After this latest round of research into the Genesis story, it seems unlikely that the original Garden of Eden, if such a thing truly existed, was anywhere near the Near East. Kingship was imported rather abruptly into the Near East from someplace else. It was such a radical event for this region that in Genesis it is depicted as a new creatiion - a repetition of a far earlier event.
If the "Out of Africa" theory is correct, then mankind originated in the heart of Africa over 200,000 years ago. I'm not convinced that this theory is correct (for example, why couldn't there have been multiple Adam's/Eve's with identical mtDNA?), but it would at least be interesting to look for a candidate spot in the interior of that continent. Africa has experienced such radical climate change that it might be futile to attempt such a study.

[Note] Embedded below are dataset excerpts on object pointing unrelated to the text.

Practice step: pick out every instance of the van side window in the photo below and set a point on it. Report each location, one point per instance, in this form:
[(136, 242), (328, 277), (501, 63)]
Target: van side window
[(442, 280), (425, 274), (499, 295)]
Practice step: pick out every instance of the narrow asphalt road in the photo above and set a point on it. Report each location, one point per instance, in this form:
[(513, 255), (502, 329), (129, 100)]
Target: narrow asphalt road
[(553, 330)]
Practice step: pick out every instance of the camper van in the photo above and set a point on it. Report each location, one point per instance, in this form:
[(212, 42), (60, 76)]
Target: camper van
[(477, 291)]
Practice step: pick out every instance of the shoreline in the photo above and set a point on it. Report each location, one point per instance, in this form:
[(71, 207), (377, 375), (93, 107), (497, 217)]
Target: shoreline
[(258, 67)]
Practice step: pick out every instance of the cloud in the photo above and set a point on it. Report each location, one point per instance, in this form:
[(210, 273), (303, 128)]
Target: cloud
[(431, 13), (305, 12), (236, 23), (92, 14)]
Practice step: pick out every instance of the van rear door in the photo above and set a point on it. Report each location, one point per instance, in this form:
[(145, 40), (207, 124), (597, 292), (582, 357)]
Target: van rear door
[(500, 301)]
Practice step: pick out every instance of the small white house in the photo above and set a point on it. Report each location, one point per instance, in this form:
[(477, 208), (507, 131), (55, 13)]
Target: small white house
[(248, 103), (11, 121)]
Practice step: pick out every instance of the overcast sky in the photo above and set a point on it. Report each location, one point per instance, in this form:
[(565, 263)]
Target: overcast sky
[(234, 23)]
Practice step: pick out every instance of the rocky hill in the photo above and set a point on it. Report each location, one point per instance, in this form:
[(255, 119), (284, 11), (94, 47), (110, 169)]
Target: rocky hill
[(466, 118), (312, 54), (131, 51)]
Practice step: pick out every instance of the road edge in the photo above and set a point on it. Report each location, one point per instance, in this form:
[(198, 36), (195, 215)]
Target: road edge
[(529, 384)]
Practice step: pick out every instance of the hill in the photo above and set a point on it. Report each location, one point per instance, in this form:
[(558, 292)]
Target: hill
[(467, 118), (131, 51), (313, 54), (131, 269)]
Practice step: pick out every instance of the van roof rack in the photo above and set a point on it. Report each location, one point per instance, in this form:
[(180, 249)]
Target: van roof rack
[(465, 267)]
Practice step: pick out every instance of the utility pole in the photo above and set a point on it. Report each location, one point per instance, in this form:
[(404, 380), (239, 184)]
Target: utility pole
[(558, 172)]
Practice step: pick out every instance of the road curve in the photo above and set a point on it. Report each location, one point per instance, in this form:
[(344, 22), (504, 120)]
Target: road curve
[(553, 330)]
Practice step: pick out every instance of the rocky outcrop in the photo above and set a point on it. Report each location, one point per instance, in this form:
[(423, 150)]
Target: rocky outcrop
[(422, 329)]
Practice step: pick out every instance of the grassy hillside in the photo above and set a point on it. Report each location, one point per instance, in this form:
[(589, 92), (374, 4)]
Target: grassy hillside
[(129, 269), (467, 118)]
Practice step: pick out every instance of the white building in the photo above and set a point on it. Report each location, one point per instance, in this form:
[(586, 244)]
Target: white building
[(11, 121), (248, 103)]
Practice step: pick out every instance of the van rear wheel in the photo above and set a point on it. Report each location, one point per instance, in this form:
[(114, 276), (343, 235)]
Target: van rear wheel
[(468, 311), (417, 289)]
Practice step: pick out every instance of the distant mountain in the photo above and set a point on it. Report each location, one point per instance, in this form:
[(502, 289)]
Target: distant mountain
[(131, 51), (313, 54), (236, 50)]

I was brainstorming last night, and wondered whether the entire planet itself was the Garden of Eden and the four rivers were cosmic rivers that bring their life-giving elements. This occurred to me after reading the translation of Genesis by Fabre d'Olivet in "The Hebraic Tongue Restored". So, I'm sure this is not an original thought.
Regarding Akhenaten, each new generation and especially each new dynasty of the ancient royal family replayed the mythic cycle. I have not read Ralph's new book, but it wouldn't surprise me to find evidence that Akhenaten decided to assume the role of a new Adam, a "repetition of births" in Egyptian terms. Amarna/Akhet-aten was intended to be something of a Paradise, and certainly a place where things went terrible wrong and Akhenaten was unceremoniously kicked out.
In Part III of my book, I presented evidence that Akhenaten was known in Babylon as Nebuchadrezzar (the first, not the more famous second). So, it appears that he was playing out his assumed role both in Egypt and at the more expected location of Babylon in Mesopotamia.